施主とは、一言でいえば「お金を出す人」である。
建物を建てる時も、その費用を出すのは当然お施主様である。
「大阪城を建てたのは豊臣秀吉」というときの、秀吉は施主にあたる。
墨俣城も秀吉が建てたが、城のオーナーは信長だから、この場合の秀吉は施主というより施工者として位置づけが強い。
ある公共団体の担当者が自らのことを施主と称していたが、その工事の財源は税金であるため、「施主」というのには違和感を覚えた記憶がある。

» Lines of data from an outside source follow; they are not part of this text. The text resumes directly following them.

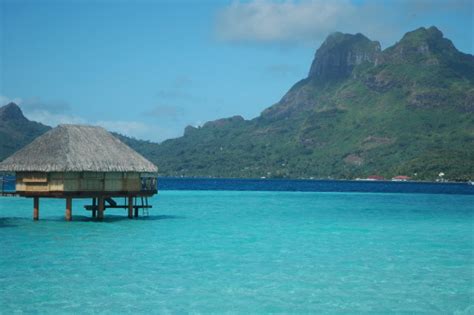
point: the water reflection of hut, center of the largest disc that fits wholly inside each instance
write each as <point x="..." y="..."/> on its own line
<point x="73" y="161"/>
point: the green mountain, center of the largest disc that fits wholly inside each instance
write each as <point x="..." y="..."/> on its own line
<point x="406" y="110"/>
<point x="16" y="130"/>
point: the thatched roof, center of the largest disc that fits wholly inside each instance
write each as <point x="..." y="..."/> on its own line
<point x="76" y="148"/>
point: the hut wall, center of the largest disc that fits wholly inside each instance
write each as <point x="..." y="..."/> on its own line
<point x="78" y="182"/>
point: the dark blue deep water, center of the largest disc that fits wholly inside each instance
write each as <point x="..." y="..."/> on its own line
<point x="167" y="183"/>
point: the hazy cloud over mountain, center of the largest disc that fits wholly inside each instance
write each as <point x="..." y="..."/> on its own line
<point x="265" y="21"/>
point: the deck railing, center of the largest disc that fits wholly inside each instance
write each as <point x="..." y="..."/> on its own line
<point x="7" y="185"/>
<point x="149" y="183"/>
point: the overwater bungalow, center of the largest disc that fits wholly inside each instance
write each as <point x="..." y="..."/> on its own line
<point x="76" y="161"/>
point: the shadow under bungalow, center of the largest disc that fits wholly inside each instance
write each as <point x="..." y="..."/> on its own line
<point x="75" y="161"/>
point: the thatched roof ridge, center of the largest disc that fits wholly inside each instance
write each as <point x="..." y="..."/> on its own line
<point x="77" y="148"/>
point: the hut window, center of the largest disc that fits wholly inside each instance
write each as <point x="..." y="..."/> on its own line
<point x="35" y="178"/>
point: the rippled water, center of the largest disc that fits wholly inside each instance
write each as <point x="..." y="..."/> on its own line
<point x="241" y="252"/>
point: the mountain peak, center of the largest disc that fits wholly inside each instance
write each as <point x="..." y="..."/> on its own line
<point x="11" y="111"/>
<point x="421" y="43"/>
<point x="340" y="53"/>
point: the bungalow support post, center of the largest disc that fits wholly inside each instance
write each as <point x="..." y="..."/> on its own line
<point x="68" y="209"/>
<point x="100" y="214"/>
<point x="35" y="208"/>
<point x="130" y="207"/>
<point x="94" y="207"/>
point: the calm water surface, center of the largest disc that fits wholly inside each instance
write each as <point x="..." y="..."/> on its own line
<point x="243" y="252"/>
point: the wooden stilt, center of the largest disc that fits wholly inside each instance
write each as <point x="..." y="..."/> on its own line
<point x="136" y="208"/>
<point x="130" y="207"/>
<point x="68" y="209"/>
<point x="100" y="214"/>
<point x="35" y="208"/>
<point x="94" y="209"/>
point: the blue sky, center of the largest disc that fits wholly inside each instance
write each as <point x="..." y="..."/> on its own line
<point x="150" y="68"/>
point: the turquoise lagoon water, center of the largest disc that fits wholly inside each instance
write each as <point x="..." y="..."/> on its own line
<point x="243" y="252"/>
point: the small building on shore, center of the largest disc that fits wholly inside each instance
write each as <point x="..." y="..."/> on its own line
<point x="76" y="161"/>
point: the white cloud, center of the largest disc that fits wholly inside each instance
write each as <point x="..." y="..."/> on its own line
<point x="4" y="100"/>
<point x="267" y="21"/>
<point x="293" y="21"/>
<point x="51" y="119"/>
<point x="129" y="128"/>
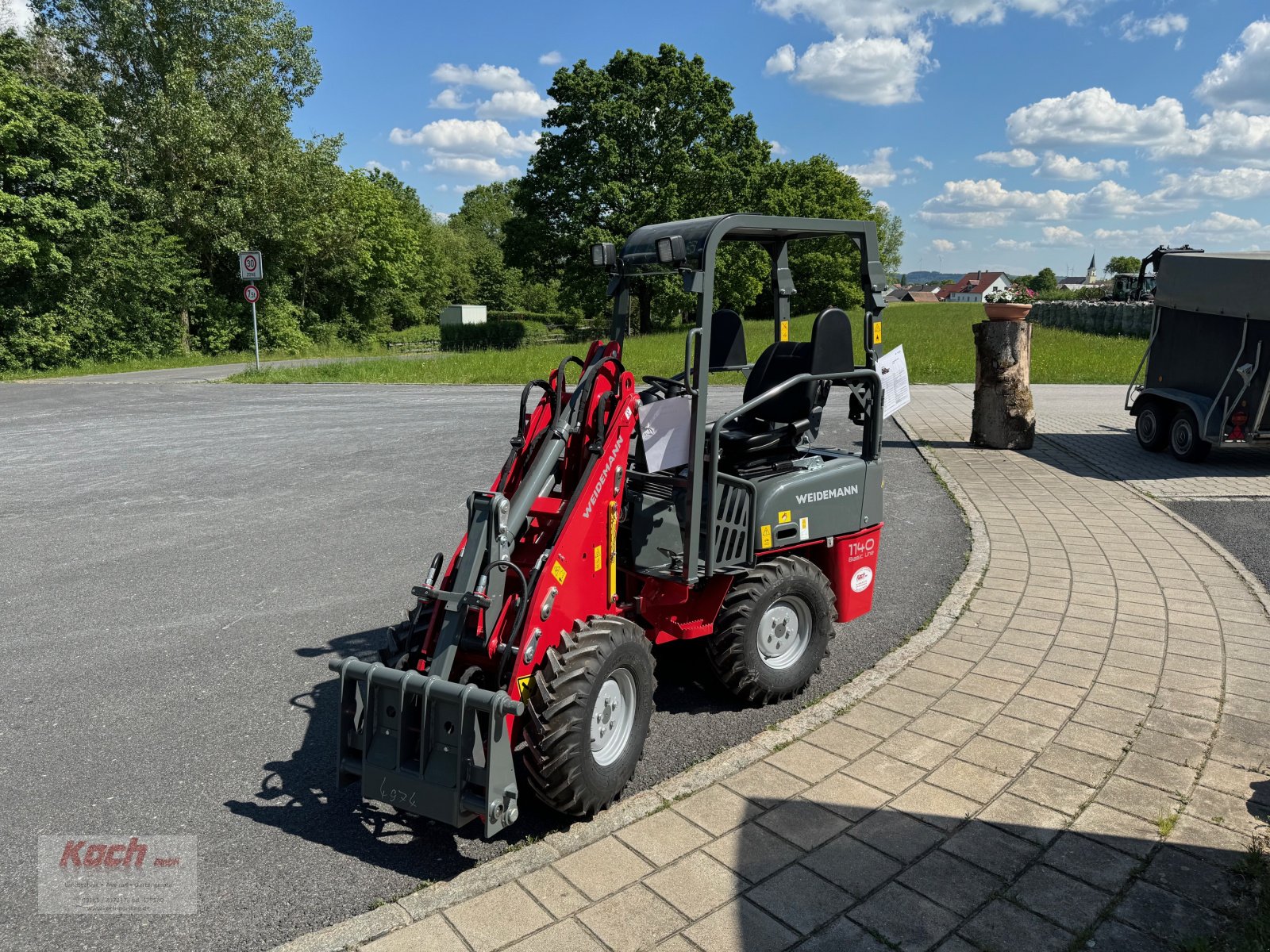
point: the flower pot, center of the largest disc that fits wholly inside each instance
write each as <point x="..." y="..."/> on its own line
<point x="1006" y="313"/>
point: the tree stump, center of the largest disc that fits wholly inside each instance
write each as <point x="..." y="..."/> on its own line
<point x="1003" y="416"/>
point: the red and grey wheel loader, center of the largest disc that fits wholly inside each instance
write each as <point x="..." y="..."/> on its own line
<point x="625" y="518"/>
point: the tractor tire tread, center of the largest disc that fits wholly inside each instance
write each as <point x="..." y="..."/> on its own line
<point x="725" y="651"/>
<point x="556" y="727"/>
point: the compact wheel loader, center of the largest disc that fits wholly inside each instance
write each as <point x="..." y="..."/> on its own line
<point x="625" y="518"/>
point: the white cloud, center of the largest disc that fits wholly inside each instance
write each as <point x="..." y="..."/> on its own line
<point x="1218" y="232"/>
<point x="876" y="173"/>
<point x="16" y="16"/>
<point x="1241" y="79"/>
<point x="469" y="148"/>
<point x="1060" y="167"/>
<point x="495" y="78"/>
<point x="486" y="169"/>
<point x="874" y="70"/>
<point x="856" y="18"/>
<point x="480" y="137"/>
<point x="1133" y="29"/>
<point x="1233" y="184"/>
<point x="516" y="105"/>
<point x="784" y="60"/>
<point x="450" y="98"/>
<point x="1094" y="117"/>
<point x="962" y="201"/>
<point x="1015" y="158"/>
<point x="880" y="48"/>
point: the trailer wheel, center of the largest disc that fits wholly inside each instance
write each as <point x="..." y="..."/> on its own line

この場合の公共団体の立場は、発注者もしくは注文者というのが正しいだろう。
 
■建築主
建築基準法に出てくる用語である。
同法第2条16項に、
「建築物に関する工事の請負契約の注文者又は請負契約によらないで自らその工事をする者をいう。」
とある。
設計事務所が好んで使う言葉である。
ほとんどの場合、施主と同じ存在を指すが、「確認申請上の建築主」というケースがありうるため、建物の本当のオーナーではない場合もある。
 
■事業主
工事を事業と考えれば、事業主という言葉もありうる。
分譲マンションや転売を前提としている商業施設の建設工事では、最終的にお金を出すエンドユーザーは工事請負契約に登場しない。事業主が完成させた建物を買うことになる。
 
■発注者(注文者)
一般的な工事請負契約書に登場する用語は発注者という言葉である。
民法上の「注文者」にあたる。
ただし、建設工事は多重請負方式で行われることが多いため、同じ工事で請負契約が複数登場することになり、発注者も一人ではない。
施主と元請ゼネコンとの請負契約における発注者は施主になる。
元請ゼネコンと一次下請協力会社との請負契約における発注者は一次下請協力会社になる。
このため、建築基準法における建築主の定義は必ずしも正確ではないことになる。
施主のことをさす場合は、「原発注者」という言葉が使われることもある。
 
いずれにしても、建設会社にとっては「お客様」には変わりはないのだが。